A plusieurs reprises, dans l'histoire internationale, l'anarcho-syndicalisme a eu l'opportunité de rallier à lui un prolétariat désorienté par la politique contre-révolutionnaire de l'URSS et l'IC à la fin des années 20. En France, il aurait pu rallier à lui tous et toutes les déçues de la CGT aux mains des chefs bolchévisés qui ont abandonné l'importance et l'indépendance syndicale. En 1924, ce ne sont pas moins de 40.000 adhérent-e-s organisé-e-s qui quittent la CGTU. Mais la plupart de ces dissident-e-s resteront structuré-e-s sous la forme de puissants syndicats autonomes dits « lutte de classe », majoritaires dans certaines professions. Ils ne rejoignent pas la groupusculaire CGT-SR de 1926 (dont on établit un mythe à la CNT) en raison justement de « l'anarcho-syndicalisme » et de « l'anarchisme » affichés. Au contraire, ces milliers de militant-e-s soutiennent dès 1930 la dynamique de réunification syndicale de classe impulsée par les syndicalistes révolutionnaires, car la division des travailleurs-euses en plusieurs syndicats fait le jeu des bureaucraties, des partis, du patronat et du capital.

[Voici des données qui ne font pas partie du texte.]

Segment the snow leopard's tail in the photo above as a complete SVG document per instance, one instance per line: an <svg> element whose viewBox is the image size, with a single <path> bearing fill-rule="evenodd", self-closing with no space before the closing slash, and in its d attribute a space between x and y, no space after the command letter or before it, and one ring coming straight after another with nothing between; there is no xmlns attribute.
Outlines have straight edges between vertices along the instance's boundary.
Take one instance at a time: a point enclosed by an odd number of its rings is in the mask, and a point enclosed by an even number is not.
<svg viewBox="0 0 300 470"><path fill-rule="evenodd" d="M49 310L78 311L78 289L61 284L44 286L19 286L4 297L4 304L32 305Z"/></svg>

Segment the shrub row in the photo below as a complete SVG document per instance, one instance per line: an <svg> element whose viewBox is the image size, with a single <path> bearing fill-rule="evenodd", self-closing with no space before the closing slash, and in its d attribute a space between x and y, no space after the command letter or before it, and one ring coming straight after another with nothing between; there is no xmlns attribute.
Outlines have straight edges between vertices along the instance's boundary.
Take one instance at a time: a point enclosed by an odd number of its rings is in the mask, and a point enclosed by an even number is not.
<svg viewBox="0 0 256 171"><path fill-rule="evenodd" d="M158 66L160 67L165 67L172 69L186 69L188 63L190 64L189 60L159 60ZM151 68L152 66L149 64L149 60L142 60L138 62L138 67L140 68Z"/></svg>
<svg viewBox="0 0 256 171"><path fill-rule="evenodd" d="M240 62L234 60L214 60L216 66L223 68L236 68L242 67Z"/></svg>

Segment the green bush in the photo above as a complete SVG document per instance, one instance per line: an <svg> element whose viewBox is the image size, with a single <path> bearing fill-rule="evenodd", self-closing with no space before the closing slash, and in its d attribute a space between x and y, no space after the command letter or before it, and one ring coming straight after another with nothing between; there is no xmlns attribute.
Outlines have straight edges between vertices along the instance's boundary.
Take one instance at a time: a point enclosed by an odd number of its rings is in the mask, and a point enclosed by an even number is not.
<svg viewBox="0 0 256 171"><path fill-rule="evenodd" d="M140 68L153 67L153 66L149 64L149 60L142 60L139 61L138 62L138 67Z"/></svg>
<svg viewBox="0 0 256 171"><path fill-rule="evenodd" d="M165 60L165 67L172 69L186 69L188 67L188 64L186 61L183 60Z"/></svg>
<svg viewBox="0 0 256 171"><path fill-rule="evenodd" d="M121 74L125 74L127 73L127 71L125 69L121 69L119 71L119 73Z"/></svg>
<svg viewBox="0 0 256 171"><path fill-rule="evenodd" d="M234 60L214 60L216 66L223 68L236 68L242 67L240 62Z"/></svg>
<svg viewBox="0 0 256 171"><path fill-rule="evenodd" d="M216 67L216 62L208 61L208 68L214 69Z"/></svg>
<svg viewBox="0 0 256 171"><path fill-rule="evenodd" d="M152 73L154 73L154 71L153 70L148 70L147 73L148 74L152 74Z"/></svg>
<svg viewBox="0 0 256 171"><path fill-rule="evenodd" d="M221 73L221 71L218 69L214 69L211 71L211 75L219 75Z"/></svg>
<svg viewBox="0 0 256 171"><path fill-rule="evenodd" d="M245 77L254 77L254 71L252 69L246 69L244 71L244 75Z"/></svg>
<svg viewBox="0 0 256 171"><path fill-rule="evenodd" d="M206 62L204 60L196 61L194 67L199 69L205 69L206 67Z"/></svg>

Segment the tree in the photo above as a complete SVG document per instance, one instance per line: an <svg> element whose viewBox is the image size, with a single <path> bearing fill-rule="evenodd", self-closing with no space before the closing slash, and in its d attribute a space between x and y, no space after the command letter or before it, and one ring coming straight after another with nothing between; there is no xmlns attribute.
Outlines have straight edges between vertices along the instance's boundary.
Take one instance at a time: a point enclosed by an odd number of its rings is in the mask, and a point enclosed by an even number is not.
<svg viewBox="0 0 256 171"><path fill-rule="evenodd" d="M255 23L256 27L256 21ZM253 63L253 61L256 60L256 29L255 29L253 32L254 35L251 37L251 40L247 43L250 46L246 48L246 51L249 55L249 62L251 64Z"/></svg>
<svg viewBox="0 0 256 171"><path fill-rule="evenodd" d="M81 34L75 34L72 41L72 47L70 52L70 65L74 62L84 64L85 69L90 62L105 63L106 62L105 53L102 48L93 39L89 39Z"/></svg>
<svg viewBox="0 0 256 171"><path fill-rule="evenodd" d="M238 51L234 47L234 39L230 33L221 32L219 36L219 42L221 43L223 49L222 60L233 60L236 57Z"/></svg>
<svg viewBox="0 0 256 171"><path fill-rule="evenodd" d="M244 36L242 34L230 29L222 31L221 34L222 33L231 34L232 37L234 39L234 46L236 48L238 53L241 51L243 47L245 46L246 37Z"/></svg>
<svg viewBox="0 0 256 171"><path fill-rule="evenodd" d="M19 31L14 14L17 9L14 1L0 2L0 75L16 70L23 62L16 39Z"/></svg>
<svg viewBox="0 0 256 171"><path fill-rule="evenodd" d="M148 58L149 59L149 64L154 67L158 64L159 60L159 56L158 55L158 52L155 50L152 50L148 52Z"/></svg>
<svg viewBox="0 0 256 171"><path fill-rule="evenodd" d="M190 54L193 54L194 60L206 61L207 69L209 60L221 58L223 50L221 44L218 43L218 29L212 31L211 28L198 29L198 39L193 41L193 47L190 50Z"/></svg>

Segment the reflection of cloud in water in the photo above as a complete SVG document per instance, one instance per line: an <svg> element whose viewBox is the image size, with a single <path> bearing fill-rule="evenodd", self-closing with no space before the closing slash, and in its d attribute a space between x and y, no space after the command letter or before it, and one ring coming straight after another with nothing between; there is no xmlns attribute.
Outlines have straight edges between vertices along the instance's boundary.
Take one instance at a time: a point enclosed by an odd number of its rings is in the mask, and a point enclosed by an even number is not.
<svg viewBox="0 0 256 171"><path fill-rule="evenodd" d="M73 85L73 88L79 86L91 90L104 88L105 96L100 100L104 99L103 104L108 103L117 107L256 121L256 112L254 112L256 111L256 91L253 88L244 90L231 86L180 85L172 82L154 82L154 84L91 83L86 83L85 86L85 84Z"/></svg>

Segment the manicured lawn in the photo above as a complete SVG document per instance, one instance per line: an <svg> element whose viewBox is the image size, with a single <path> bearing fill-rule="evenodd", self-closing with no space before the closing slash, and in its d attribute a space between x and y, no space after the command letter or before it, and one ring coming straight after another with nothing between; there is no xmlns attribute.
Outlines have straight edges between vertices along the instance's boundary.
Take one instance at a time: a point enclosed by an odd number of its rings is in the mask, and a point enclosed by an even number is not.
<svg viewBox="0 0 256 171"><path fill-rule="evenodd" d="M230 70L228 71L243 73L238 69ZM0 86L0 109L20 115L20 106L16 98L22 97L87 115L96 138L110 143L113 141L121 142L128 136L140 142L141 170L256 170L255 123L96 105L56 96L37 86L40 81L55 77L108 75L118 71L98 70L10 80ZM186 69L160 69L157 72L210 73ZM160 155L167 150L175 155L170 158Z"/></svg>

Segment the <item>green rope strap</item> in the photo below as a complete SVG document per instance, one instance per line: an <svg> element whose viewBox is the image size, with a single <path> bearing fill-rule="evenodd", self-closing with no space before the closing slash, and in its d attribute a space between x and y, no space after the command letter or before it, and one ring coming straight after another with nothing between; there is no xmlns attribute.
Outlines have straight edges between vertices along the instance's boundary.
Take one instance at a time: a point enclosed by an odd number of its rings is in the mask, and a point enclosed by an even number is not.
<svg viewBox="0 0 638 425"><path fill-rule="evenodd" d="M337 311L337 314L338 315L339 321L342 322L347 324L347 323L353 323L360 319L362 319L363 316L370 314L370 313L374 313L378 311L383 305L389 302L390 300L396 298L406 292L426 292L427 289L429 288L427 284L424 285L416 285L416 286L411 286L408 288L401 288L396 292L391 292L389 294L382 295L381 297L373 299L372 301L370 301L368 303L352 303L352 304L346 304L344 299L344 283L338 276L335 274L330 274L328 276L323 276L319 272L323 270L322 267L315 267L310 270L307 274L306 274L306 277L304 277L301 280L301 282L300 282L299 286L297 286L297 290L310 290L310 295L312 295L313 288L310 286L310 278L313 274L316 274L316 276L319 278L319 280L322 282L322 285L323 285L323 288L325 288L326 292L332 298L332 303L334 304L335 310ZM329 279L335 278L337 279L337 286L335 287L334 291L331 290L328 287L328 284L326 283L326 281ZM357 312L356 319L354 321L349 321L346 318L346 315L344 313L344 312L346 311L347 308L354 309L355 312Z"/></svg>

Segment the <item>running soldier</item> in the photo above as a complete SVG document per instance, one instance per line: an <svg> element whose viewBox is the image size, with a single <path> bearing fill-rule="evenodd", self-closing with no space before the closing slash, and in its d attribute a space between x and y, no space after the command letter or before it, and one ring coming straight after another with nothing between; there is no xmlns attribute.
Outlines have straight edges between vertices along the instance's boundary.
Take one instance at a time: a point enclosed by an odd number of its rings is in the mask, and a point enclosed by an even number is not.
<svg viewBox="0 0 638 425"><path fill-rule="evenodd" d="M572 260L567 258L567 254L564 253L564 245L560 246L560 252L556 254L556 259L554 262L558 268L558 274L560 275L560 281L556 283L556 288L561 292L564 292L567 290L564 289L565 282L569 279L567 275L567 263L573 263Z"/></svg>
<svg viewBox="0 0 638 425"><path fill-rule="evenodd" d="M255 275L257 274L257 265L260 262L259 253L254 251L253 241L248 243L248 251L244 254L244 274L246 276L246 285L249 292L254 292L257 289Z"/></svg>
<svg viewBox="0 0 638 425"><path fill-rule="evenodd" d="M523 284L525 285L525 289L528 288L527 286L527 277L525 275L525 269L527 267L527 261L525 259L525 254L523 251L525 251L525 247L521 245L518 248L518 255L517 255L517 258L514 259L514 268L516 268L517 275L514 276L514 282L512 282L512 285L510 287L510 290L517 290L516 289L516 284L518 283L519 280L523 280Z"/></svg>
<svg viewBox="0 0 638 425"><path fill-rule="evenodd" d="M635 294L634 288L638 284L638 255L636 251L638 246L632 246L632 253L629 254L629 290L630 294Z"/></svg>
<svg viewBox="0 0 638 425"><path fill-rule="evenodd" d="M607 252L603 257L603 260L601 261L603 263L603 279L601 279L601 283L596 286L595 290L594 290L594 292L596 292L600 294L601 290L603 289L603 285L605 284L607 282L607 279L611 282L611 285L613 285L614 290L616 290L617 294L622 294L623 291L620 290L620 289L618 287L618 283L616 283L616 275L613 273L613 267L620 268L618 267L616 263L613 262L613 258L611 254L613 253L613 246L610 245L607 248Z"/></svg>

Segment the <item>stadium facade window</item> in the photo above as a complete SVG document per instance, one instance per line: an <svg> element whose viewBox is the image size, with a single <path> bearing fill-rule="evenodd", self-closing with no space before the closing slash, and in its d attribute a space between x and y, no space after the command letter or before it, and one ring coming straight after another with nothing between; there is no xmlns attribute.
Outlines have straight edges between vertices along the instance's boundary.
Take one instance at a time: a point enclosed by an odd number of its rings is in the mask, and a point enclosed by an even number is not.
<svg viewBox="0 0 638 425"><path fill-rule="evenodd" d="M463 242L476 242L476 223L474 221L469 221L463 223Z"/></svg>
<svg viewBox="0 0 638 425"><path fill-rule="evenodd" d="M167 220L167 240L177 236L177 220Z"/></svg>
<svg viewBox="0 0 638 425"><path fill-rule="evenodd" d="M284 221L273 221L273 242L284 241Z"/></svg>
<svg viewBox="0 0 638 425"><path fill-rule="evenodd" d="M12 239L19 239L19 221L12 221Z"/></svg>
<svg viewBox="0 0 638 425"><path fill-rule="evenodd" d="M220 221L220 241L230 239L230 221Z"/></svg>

L'échec est principalement dû à l'étiquette « anarcho-syndicaliste » mais surtout à sa pratique. C'est encore plus voyant avec, en 1946, l'impossibilité de la CNT française à exister malgré une situation qui lui est très favorable (radicalisation de la jeunesse suite à la guerre et l'occupation, collaboration de la CGT au sommet de l'Etat, présence des exilé-e-s espagnol-e-s expérimenté-e-s, végétation de puissants syndicats autonomes qui n'attendent que de rejoindre les rangs d'une confédération combattive et indépendante). D'ailleurs la CNT atteindra plusieurs milliers d'adhérent-e-s à sa création en 1946... 4 ans plus tard, il n'y a plus personnes, que quelques groupes d'une dizaine de personnes chacun, se livrant une guerre intestine jusqu'à la scission avec l'AIT..
Le constat historique c'est que le prolétariat, notamment en France, est attaché à l'indépendance du mouvement syndical, ce qui oblige les courants hostiles à la Charte d'Amiens à intervenir discrètement sous forme de fractions déconnectées, comme les avant-gardes et les sectes politiques ou religieuses.
Donc non, la CNT ne tire sa légitimité historique de pas grand chose et surtout pas des scissions, sans quoi la CNT aujourd'hui serait une organisation de masse. Or il n'en est rien.
Ensuite:
"Mais si demain, un nouveau regroupement puissant, authentiquement révolutionnaire, lancé dans une lutte sans compromis avec le capital et son Etat, rejetant sans la moindre ambigüité toute proximité avec le système de mystification politicienne, une organisation puisant ses racines dans ce que le mouvement ouvrier révolutionnaire avait de meilleur tout en restant ouvert aux bouleversements que la domination capitaliste a fait subir au monde contemporain, si un tel regroupement voyait le jour, il est évident que la CNT Solidarité Ouvrière le rejoindrait pour s'y fondre totalement.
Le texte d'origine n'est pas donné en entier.